The role of gender inequality in childhood immunization is an emerging area of focus for global efforts to improve immunization coverage and equity. Recent studies have examined the relationship between gender inequality and childhood immunization at national as well as individual levels; we hypothesize that the demonstrated relationship between greater gender equality and higher immunization coverage will also be evident when examining subnational-level data. We thus conducted an ecological analysis examining the association between the Subnational Gender Development Index (SGDI) and two measures of immunization-zero-dose diphtheria-tetanus-pertussis (DTP) prevalence and 3-dose DTP coverage. Using data from 2010-2019 across 702 subnational regions within 57 countries, we assessed these relationships using fractional logistic regression models, as well as a series of analyses to account for the nested geographies of subnational regions within countries.
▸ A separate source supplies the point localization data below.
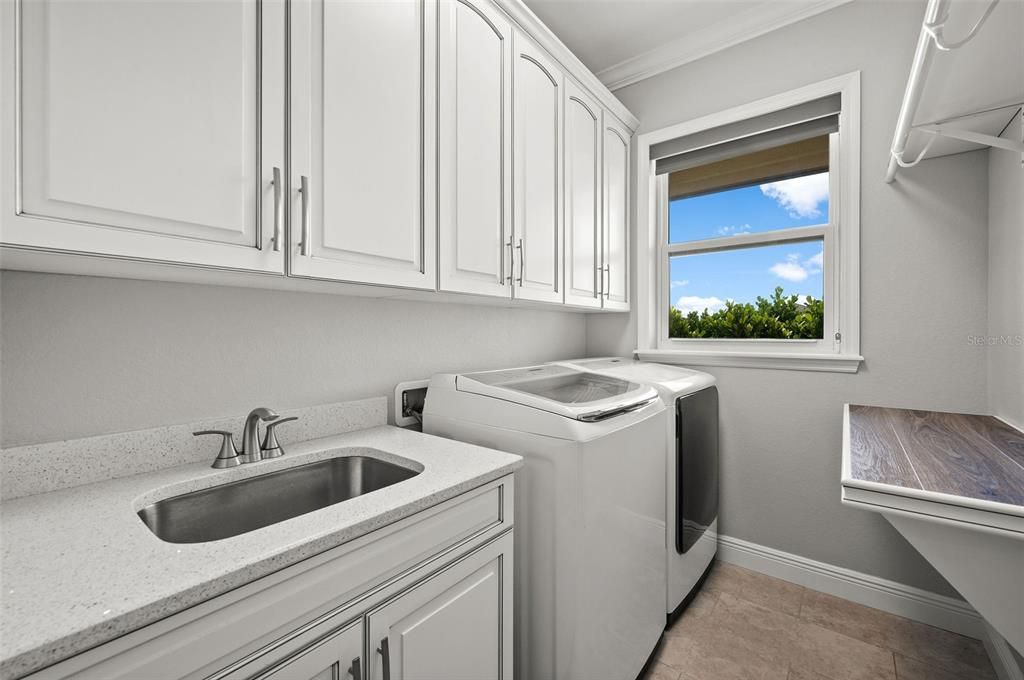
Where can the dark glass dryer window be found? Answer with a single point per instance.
(696, 466)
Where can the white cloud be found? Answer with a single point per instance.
(795, 270)
(734, 229)
(790, 270)
(800, 196)
(814, 262)
(689, 303)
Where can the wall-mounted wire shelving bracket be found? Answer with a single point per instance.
(930, 39)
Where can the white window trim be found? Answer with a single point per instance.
(842, 287)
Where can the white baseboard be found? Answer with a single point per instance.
(1004, 662)
(913, 603)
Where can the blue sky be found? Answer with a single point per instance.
(709, 280)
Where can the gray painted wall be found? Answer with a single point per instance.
(1006, 281)
(84, 355)
(924, 288)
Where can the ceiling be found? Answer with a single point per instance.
(623, 41)
(603, 33)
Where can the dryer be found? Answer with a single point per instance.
(691, 463)
(589, 506)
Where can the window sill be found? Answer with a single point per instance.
(774, 360)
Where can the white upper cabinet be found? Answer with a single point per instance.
(425, 144)
(583, 198)
(364, 133)
(475, 149)
(616, 207)
(147, 130)
(537, 124)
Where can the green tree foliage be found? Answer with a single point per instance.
(781, 316)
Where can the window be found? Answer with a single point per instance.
(754, 235)
(745, 245)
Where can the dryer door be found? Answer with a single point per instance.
(696, 466)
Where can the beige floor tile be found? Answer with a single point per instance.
(840, 656)
(697, 610)
(865, 624)
(799, 674)
(710, 653)
(942, 649)
(756, 630)
(908, 669)
(915, 640)
(757, 588)
(660, 672)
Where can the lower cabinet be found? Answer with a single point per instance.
(337, 657)
(426, 598)
(453, 626)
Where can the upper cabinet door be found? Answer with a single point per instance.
(616, 217)
(537, 125)
(583, 198)
(364, 132)
(148, 130)
(475, 151)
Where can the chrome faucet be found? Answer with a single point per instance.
(252, 451)
(250, 434)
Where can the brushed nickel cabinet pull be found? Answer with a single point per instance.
(511, 259)
(522, 260)
(385, 660)
(304, 190)
(279, 210)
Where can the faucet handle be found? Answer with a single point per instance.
(228, 456)
(270, 448)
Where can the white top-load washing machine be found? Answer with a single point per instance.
(691, 401)
(589, 510)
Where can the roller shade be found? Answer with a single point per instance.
(793, 160)
(786, 126)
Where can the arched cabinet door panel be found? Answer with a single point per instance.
(147, 144)
(615, 182)
(475, 149)
(537, 126)
(583, 198)
(364, 137)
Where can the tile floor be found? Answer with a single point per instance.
(747, 626)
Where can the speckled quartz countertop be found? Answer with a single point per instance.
(80, 568)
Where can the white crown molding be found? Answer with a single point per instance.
(743, 27)
(543, 36)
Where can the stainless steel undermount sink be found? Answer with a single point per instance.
(246, 505)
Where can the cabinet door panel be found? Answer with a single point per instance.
(337, 657)
(583, 198)
(616, 206)
(456, 625)
(147, 143)
(537, 131)
(475, 154)
(361, 136)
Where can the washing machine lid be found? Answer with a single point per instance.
(562, 390)
(674, 380)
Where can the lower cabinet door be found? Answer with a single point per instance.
(456, 625)
(338, 656)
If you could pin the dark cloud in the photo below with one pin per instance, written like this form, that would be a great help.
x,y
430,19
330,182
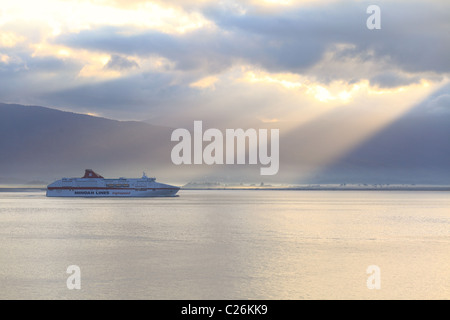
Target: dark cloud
x,y
414,37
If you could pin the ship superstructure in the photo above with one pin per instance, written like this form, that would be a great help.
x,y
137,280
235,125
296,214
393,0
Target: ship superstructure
x,y
94,185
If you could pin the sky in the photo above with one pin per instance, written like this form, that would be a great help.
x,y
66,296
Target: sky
x,y
283,64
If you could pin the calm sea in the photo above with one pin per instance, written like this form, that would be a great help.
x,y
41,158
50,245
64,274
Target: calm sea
x,y
228,245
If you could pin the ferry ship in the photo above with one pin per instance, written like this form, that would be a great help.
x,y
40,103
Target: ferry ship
x,y
94,185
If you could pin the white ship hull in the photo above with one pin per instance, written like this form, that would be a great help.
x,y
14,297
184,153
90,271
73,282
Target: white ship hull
x,y
93,185
91,193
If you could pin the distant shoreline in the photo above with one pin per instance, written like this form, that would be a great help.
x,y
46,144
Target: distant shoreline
x,y
324,188
434,188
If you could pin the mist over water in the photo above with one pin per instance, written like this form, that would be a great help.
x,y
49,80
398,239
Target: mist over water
x,y
233,244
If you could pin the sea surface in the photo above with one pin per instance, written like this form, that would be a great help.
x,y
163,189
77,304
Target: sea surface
x,y
228,244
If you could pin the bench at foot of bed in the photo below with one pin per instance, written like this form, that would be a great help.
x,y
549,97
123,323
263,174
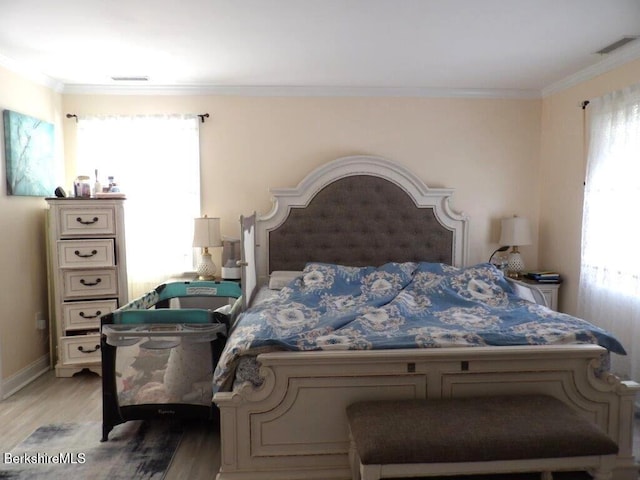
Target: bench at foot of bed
x,y
483,435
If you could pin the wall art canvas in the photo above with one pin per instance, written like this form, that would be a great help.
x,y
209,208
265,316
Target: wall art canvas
x,y
29,155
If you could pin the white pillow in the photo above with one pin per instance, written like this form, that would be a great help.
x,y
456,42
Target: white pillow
x,y
281,278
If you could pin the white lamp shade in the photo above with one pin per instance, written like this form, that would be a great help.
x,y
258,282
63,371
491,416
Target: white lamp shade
x,y
206,232
515,231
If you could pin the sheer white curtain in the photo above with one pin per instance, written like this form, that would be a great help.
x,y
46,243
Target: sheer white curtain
x,y
155,160
609,293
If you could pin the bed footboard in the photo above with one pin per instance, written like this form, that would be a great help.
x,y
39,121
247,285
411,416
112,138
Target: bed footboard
x,y
294,425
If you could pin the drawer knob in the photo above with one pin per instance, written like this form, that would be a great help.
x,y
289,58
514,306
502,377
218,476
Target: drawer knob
x,y
87,222
81,349
86,255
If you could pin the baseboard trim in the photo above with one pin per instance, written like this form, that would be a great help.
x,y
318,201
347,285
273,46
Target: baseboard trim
x,y
25,376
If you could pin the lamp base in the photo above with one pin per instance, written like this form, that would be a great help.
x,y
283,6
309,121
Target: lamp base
x,y
206,269
515,265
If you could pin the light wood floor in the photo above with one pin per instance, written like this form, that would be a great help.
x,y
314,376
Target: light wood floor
x,y
79,399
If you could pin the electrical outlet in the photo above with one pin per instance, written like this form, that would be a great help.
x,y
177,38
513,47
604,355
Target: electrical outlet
x,y
41,322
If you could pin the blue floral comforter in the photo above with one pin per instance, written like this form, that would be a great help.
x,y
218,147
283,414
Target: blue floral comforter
x,y
400,305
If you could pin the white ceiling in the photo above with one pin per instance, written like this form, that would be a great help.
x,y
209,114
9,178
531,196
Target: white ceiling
x,y
340,46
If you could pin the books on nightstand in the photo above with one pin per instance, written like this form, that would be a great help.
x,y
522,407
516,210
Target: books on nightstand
x,y
545,276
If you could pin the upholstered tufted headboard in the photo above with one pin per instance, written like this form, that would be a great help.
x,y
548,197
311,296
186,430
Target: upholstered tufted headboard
x,y
360,220
358,211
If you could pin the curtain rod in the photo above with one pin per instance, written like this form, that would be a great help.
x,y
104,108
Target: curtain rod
x,y
202,116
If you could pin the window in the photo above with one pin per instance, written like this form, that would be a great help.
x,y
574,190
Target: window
x,y
609,293
155,160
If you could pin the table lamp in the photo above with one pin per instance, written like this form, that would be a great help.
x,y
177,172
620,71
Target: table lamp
x,y
515,232
206,233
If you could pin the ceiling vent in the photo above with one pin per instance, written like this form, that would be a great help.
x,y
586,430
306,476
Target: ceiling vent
x,y
618,44
130,79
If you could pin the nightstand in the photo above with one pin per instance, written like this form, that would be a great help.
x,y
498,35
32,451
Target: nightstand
x,y
549,290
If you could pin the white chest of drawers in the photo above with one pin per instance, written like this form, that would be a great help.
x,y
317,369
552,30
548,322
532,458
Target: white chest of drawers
x,y
87,277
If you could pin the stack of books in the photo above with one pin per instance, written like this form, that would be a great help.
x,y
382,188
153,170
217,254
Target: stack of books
x,y
544,276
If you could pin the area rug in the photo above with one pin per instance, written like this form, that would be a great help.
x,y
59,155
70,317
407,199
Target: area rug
x,y
135,450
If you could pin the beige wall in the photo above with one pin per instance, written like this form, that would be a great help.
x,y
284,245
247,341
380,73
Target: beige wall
x,y
23,274
486,149
562,168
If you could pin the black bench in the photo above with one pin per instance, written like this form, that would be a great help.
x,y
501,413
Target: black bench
x,y
480,435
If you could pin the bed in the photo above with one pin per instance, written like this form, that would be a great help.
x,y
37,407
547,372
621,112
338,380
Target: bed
x,y
363,211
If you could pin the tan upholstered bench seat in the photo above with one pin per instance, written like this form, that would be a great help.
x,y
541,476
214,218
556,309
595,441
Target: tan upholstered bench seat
x,y
497,434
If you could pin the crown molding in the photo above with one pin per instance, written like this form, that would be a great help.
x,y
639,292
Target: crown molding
x,y
298,91
624,55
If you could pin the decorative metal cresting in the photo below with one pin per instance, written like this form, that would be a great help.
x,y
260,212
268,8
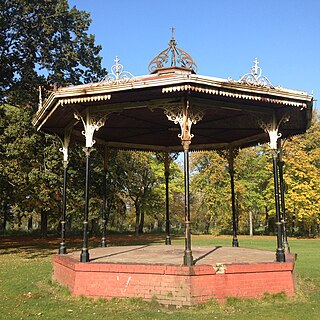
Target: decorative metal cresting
x,y
254,77
117,75
172,57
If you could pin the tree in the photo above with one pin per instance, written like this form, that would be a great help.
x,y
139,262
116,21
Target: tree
x,y
41,43
44,42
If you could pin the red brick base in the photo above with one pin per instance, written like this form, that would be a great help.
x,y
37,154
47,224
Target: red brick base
x,y
173,285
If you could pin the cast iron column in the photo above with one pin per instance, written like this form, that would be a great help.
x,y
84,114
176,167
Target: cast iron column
x,y
235,242
187,259
166,175
104,201
84,257
280,255
283,207
62,249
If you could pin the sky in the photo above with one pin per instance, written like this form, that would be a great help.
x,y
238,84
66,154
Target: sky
x,y
222,36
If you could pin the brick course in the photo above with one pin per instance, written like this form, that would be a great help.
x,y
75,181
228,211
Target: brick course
x,y
170,284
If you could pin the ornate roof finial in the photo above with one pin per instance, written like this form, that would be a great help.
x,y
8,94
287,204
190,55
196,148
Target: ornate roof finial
x,y
172,32
179,58
255,77
117,75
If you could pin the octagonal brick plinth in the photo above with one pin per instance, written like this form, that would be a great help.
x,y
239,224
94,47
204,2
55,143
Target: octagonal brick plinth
x,y
173,284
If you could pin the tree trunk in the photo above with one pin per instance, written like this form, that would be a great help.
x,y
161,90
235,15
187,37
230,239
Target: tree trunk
x,y
141,224
44,224
251,223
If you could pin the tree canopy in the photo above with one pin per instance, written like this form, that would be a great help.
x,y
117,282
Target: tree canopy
x,y
44,42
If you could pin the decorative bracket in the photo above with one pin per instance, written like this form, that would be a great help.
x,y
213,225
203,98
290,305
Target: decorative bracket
x,y
185,117
272,129
65,146
91,123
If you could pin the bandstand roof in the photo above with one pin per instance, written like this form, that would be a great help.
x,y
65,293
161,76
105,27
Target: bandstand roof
x,y
138,109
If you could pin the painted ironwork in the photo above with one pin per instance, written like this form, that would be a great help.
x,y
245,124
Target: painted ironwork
x,y
167,158
84,256
91,123
282,197
254,77
272,128
104,197
172,57
230,154
118,75
65,151
185,117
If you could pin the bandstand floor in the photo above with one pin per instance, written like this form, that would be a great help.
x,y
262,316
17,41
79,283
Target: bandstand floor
x,y
157,272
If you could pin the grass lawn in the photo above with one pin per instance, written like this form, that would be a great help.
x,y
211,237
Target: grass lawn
x,y
26,290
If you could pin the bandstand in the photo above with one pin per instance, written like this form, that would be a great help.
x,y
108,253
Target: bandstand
x,y
174,109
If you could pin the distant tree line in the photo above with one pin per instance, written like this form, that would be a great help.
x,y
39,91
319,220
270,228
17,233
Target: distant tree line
x,y
43,43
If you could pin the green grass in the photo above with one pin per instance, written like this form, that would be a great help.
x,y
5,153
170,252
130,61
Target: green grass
x,y
26,291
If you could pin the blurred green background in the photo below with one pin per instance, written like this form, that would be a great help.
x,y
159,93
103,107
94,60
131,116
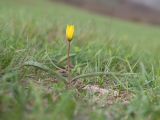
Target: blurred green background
x,y
32,45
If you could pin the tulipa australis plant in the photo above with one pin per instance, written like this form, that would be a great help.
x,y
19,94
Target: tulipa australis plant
x,y
69,38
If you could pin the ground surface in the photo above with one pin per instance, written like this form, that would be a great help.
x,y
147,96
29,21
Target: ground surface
x,y
33,55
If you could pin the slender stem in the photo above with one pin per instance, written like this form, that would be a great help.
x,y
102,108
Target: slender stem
x,y
68,61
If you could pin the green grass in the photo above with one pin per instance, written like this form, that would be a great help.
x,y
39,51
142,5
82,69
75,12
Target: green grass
x,y
32,45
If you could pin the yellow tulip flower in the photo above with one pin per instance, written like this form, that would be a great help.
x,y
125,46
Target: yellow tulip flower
x,y
70,32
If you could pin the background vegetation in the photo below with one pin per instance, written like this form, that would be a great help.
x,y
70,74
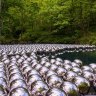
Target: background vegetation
x,y
48,21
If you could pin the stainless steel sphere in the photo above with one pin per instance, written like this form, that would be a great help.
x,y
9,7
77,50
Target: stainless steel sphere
x,y
78,62
39,88
82,84
19,92
54,81
70,75
61,71
70,89
33,78
18,83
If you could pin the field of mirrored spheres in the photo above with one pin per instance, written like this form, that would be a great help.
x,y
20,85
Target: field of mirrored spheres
x,y
47,70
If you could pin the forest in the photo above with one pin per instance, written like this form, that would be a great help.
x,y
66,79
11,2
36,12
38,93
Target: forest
x,y
48,21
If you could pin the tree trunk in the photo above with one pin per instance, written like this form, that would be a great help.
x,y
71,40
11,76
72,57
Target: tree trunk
x,y
0,18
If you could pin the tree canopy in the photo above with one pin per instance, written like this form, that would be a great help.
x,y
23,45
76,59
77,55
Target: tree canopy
x,y
48,21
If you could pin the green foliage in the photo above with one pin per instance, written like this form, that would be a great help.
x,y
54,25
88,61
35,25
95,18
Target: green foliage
x,y
48,21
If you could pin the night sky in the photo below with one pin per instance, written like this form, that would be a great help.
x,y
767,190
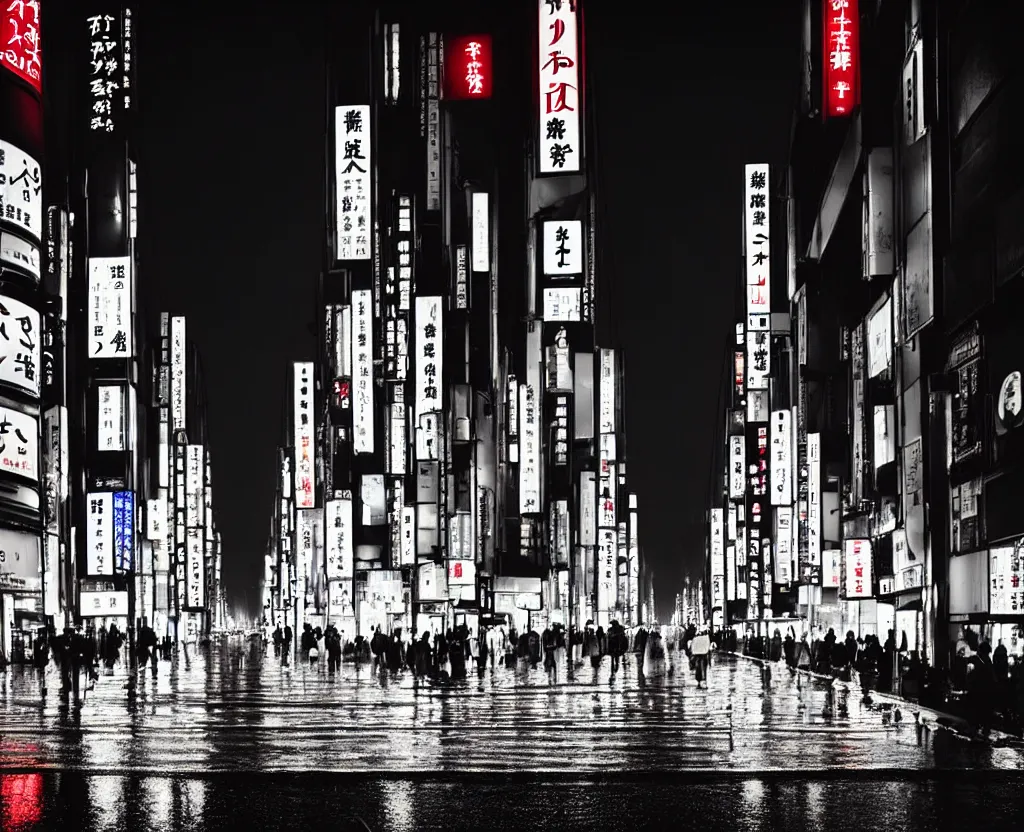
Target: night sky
x,y
230,226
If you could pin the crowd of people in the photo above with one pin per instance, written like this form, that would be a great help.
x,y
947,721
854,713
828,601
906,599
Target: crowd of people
x,y
982,684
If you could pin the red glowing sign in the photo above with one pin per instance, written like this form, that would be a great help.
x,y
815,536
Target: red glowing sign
x,y
467,71
19,41
840,56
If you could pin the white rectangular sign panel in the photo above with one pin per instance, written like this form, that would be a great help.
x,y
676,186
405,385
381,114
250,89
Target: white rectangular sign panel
x,y
363,371
481,233
20,347
560,149
780,474
529,457
99,534
814,499
305,430
757,212
429,358
563,247
177,374
353,189
606,401
110,604
737,467
196,567
338,520
110,332
857,554
110,418
562,303
20,189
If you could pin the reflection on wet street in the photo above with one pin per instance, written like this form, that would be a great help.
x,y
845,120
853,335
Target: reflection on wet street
x,y
231,737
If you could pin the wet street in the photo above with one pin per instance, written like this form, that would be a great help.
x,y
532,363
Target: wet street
x,y
229,739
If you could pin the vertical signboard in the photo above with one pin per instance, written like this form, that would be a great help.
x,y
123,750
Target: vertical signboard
x,y
304,425
812,569
841,56
177,374
363,371
781,458
560,149
110,307
353,186
529,458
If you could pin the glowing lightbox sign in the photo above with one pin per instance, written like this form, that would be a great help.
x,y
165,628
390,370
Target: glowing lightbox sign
x,y
560,150
841,54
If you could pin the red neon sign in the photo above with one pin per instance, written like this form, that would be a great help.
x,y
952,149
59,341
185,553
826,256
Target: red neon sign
x,y
467,71
19,47
841,56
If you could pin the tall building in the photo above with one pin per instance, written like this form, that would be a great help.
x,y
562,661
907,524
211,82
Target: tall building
x,y
464,456
891,357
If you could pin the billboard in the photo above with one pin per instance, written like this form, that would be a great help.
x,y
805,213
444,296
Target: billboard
x,y
353,185
363,371
304,425
468,68
20,348
110,307
559,123
20,50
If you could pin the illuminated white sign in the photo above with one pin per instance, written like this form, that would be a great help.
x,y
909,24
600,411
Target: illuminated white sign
x,y
99,533
353,189
20,190
177,374
563,247
757,212
110,307
737,467
363,371
857,554
559,148
606,420
529,460
429,357
562,303
304,425
20,345
19,253
481,233
110,604
110,417
814,499
196,567
781,458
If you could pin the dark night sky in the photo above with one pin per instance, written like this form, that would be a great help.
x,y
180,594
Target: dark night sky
x,y
230,174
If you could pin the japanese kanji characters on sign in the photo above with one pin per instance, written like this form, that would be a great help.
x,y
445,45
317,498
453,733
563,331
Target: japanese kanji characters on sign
x,y
857,556
353,192
429,358
110,324
20,190
99,533
559,148
104,72
757,212
363,372
19,43
529,457
19,345
563,247
840,50
304,431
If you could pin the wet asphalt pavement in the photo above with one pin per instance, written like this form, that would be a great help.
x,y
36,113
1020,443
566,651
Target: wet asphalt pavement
x,y
229,740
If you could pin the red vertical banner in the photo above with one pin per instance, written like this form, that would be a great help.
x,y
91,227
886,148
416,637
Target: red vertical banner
x,y
840,56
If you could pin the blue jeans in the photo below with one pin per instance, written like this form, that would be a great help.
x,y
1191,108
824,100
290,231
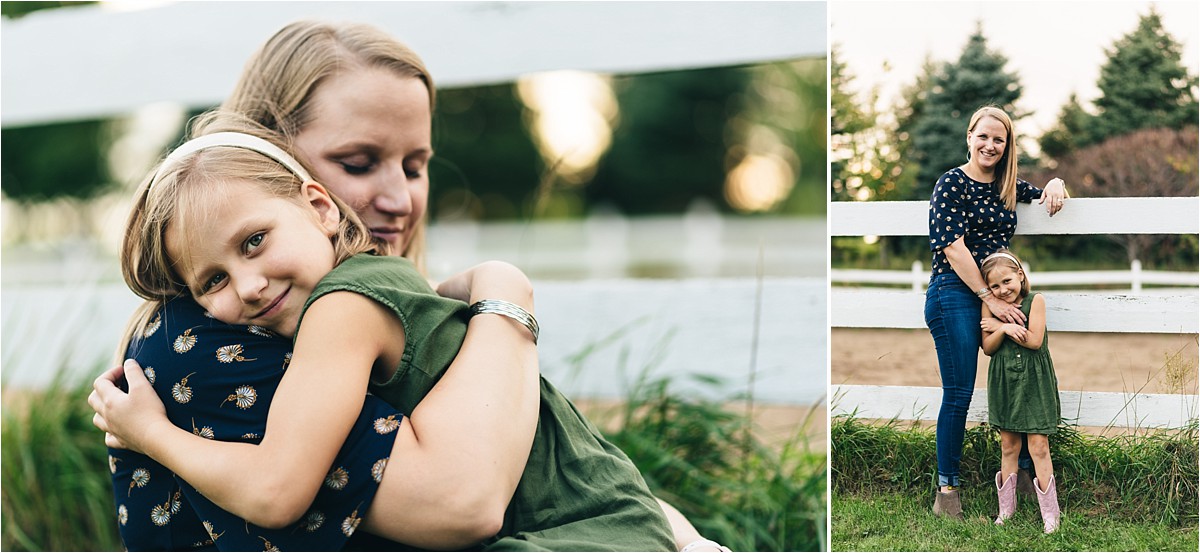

Subnational regions were dichotomized to higher gender inequality (top quintile of SGDI) and lower gender inequality (lower four quintiles of SGDI). In adjusted models, we find that subnational regions with higher gender inequality (favoring men) are expected to have 5.8 percentage points greater zero-dose prevalence than regions with lower inequality [16.4% (95% confidence interval (CI) 14.5-18.4%) in higher-inequality regions versus 10.6% (95% CI 9.5-11.7%) in lower-inequality regions], and 8.2 percentage points lower DTP3 immunization coverage [71.0% (95% CI 68.3-73.7%) in higher-inequality regions versus 79.2% (95% CI 77.7-80.7%) in lower-inequality regions]. In models accounting for country-level clustering of gender inequality, the magnitude and strength of associations are reduced somewhat, but remain statistically significant in the hypothesized direction. In conjunction with published work demonstrating meaningful associations between greater gender equality and better childhood immunization outcomes in individual- and country-level analyses, these findings lend further strength to calls for efforts towards greater gender equality to improve childhood immunization and child health outcomes broadly.